2020.01.21

折茂武彦はBリーグの今後を
憂いている。「全然盤石じゃない」

  • 永塚和志●取材・文 text by Kaz Nagatsuka
  • photo by Kyodo News

 その時点で、試合はほぼ決していた。だが、その試合でおそらく最大の見せ場は、最後の最後にやってきた。

 時計は残り数秒――。ジェフ・ギブス(宇都宮ブレックス)はフロントコートのサイドライン際を走る折茂武彦(レバンガ北海道)の姿を認め、すかさず長いパスを送った。

 ボールを受け取った折茂は、時計に目をやりながらドリブルをふたつ、3つ突いてトップ・オブ・ザ・キー付近まで来ると、体勢が十全に整わないなかでスリーポイントシュートを放った。

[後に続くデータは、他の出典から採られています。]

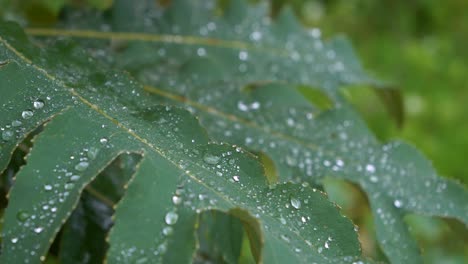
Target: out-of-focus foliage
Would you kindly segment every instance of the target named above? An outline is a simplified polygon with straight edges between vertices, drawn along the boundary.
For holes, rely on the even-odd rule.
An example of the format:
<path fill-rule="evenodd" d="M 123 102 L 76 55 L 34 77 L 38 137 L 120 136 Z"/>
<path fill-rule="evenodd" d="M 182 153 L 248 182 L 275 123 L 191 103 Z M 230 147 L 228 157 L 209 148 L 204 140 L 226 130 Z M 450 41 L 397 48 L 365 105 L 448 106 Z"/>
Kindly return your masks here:
<path fill-rule="evenodd" d="M 405 138 L 422 149 L 441 175 L 468 183 L 468 1 L 272 0 L 273 13 L 289 4 L 322 34 L 342 32 L 353 40 L 368 69 L 400 88 L 405 121 L 385 122 L 388 114 L 371 90 L 350 94 L 369 125 L 383 140 Z M 343 192 L 355 190 L 355 192 Z M 367 210 L 356 188 L 330 183 L 330 196 L 353 217 Z M 356 218 L 369 225 L 367 218 Z M 468 234 L 454 222 L 412 216 L 408 222 L 421 242 L 427 263 L 466 263 Z M 361 242 L 377 254 L 366 229 Z M 449 254 L 449 255 L 448 255 Z"/>
<path fill-rule="evenodd" d="M 377 97 L 361 93 L 356 105 L 382 139 L 413 142 L 440 174 L 468 183 L 468 1 L 273 0 L 292 4 L 303 22 L 326 36 L 343 32 L 367 68 L 402 91 L 402 129 L 384 122 Z"/>

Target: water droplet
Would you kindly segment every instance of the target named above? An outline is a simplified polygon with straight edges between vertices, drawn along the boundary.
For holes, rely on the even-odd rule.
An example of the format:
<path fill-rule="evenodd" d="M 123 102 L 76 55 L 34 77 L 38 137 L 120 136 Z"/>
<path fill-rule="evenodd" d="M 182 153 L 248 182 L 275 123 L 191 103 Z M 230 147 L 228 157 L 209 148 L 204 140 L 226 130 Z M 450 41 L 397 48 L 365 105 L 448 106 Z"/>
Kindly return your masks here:
<path fill-rule="evenodd" d="M 19 126 L 21 126 L 22 124 L 23 124 L 23 123 L 22 123 L 21 121 L 19 121 L 19 120 L 13 120 L 13 121 L 11 122 L 11 125 L 14 126 L 14 127 L 19 127 Z"/>
<path fill-rule="evenodd" d="M 39 226 L 39 227 L 34 228 L 34 233 L 39 234 L 39 233 L 41 233 L 43 230 L 44 230 L 44 228 Z"/>
<path fill-rule="evenodd" d="M 281 224 L 285 225 L 286 224 L 286 219 L 284 219 L 283 217 L 280 218 L 280 222 Z"/>
<path fill-rule="evenodd" d="M 165 236 L 170 236 L 172 235 L 172 233 L 174 233 L 174 229 L 170 226 L 166 226 L 165 228 L 163 228 L 162 233 Z"/>
<path fill-rule="evenodd" d="M 253 41 L 259 41 L 262 38 L 262 32 L 254 31 L 250 34 L 250 39 Z"/>
<path fill-rule="evenodd" d="M 242 101 L 237 102 L 237 108 L 239 108 L 239 110 L 241 110 L 242 112 L 249 110 L 249 106 Z"/>
<path fill-rule="evenodd" d="M 79 180 L 80 178 L 81 178 L 80 175 L 72 175 L 72 176 L 70 177 L 70 181 L 77 181 L 77 180 Z"/>
<path fill-rule="evenodd" d="M 41 109 L 42 107 L 44 107 L 44 101 L 36 100 L 36 101 L 34 101 L 33 106 L 36 109 Z"/>
<path fill-rule="evenodd" d="M 206 50 L 204 48 L 198 48 L 197 49 L 197 55 L 200 57 L 203 57 L 206 55 Z"/>
<path fill-rule="evenodd" d="M 249 58 L 249 53 L 247 51 L 240 51 L 239 52 L 239 59 L 242 60 L 242 61 L 245 61 Z"/>
<path fill-rule="evenodd" d="M 44 185 L 44 190 L 51 191 L 52 190 L 52 185 L 50 185 L 50 184 Z"/>
<path fill-rule="evenodd" d="M 366 165 L 366 171 L 368 171 L 370 173 L 374 173 L 375 172 L 375 166 L 372 165 L 372 164 L 367 164 Z"/>
<path fill-rule="evenodd" d="M 250 105 L 250 108 L 252 110 L 258 110 L 260 108 L 260 105 L 261 105 L 260 102 L 255 101 Z"/>
<path fill-rule="evenodd" d="M 370 181 L 373 182 L 373 183 L 376 183 L 376 182 L 379 181 L 379 179 L 376 176 L 371 176 Z"/>
<path fill-rule="evenodd" d="M 291 202 L 291 205 L 292 207 L 296 208 L 296 209 L 299 209 L 301 208 L 301 201 L 299 199 L 296 199 L 294 197 L 291 197 L 290 198 L 290 202 Z"/>
<path fill-rule="evenodd" d="M 281 235 L 280 237 L 281 237 L 281 239 L 283 239 L 286 243 L 289 243 L 289 237 L 287 237 L 286 235 Z"/>
<path fill-rule="evenodd" d="M 174 195 L 174 196 L 172 196 L 172 202 L 175 205 L 178 205 L 178 204 L 180 204 L 182 202 L 182 198 L 180 196 Z"/>
<path fill-rule="evenodd" d="M 205 156 L 203 156 L 203 161 L 207 164 L 210 164 L 210 165 L 216 165 L 218 164 L 220 160 L 220 157 L 218 156 L 215 156 L 213 154 L 210 154 L 210 153 L 207 153 L 205 154 Z"/>
<path fill-rule="evenodd" d="M 393 202 L 393 205 L 395 205 L 396 208 L 401 208 L 403 206 L 403 202 L 401 202 L 400 200 L 395 200 Z"/>
<path fill-rule="evenodd" d="M 29 118 L 31 118 L 33 115 L 34 115 L 34 113 L 33 113 L 33 111 L 31 111 L 31 110 L 24 110 L 24 111 L 21 113 L 21 117 L 23 117 L 24 119 L 29 119 Z"/>
<path fill-rule="evenodd" d="M 233 179 L 235 182 L 239 182 L 240 177 L 239 177 L 238 175 L 234 175 L 234 176 L 232 176 L 232 179 Z"/>
<path fill-rule="evenodd" d="M 18 238 L 14 237 L 11 239 L 11 243 L 16 244 L 18 242 Z"/>
<path fill-rule="evenodd" d="M 98 148 L 90 147 L 90 148 L 88 149 L 88 153 L 87 153 L 88 158 L 90 158 L 90 159 L 92 159 L 92 160 L 95 159 L 96 156 L 97 156 L 97 154 L 98 154 L 98 152 L 99 152 L 99 149 L 98 149 Z"/>
<path fill-rule="evenodd" d="M 65 188 L 65 190 L 71 190 L 73 188 L 75 188 L 75 184 L 74 183 L 65 183 L 65 185 L 63 186 L 63 188 Z"/>
<path fill-rule="evenodd" d="M 5 140 L 5 141 L 8 141 L 8 140 L 12 139 L 13 136 L 14 136 L 14 133 L 11 130 L 4 130 L 2 132 L 2 139 Z"/>
<path fill-rule="evenodd" d="M 28 220 L 28 218 L 29 218 L 29 214 L 27 212 L 25 212 L 25 211 L 19 211 L 16 214 L 16 219 L 18 219 L 21 222 L 24 222 L 24 221 Z"/>
<path fill-rule="evenodd" d="M 87 162 L 87 161 L 82 161 L 82 162 L 76 164 L 75 170 L 77 170 L 77 171 L 84 171 L 84 170 L 86 170 L 86 169 L 88 168 L 88 166 L 89 166 L 89 162 Z"/>
<path fill-rule="evenodd" d="M 168 225 L 173 225 L 177 222 L 177 220 L 179 219 L 179 215 L 177 215 L 176 212 L 169 212 L 166 214 L 166 216 L 164 217 L 164 220 L 166 221 L 166 224 Z"/>
<path fill-rule="evenodd" d="M 107 144 L 108 141 L 109 140 L 107 138 L 105 138 L 105 137 L 99 139 L 99 142 L 101 142 L 101 144 Z"/>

自身最後のオールスターでMVPに選出された折茂武彦 ボールがリングに吸い込まれることはなかった。同時にブザーが鳴り、折茂のB.BLACKがB.WHITEを123-117で破って、北海道開催のBリーグオールスターは幕を閉じた。

 ここのところ、レギュラーシーズンでは出ても5分程度、出場しないこともままあった。日本のバスケットボール史上最高のスコアラーで30年近いキャリアがあっても、試合勘のなさが、決まってもおかしくないショットを決めさせてくれなかった。

「最後、ちょっと見ちゃったんですよ、秒数を」

 折茂は試合後、そう話した。

「持ってなかったですね」

 今季でユニフォームを脱ぐ49歳は、照れたような笑顔でそう言葉を紡いだ。

 実業団のトヨタ自動車(現・アルバルク東京)時代から現在所属するレバンガ北海道まで、15年間、同じチームで苦楽をともにしてきた桜井良太の目には、そうは映らなかった。

 ファン投票で選出されてB.BLACKチームの先発メンバーとして出場した折茂は、周囲の多大な期待のなかで試合開始直後、いきなり柔らかなジャンプショットを沈め、コートに計17分43秒立ち、14得点を挙げた。得意のスリーポイントは10本の試投で2本しか決められなかったが、ファンは”レジェンド”が華麗なショットを打つ姿を見られただけでも幸福感を覚えたはずだ。

 同じB.BLACKのライアン・ロシター(宇都宮)がトリプルダブル(30得点・17リバウンド・10アシスト)と活躍したが、SNSによるファン投票によるMVP決定方式では、地元のヒーローが賞をもらわないはずはなかった。4選手を対象とした投票で、折茂は79パーセントもの支持を得た。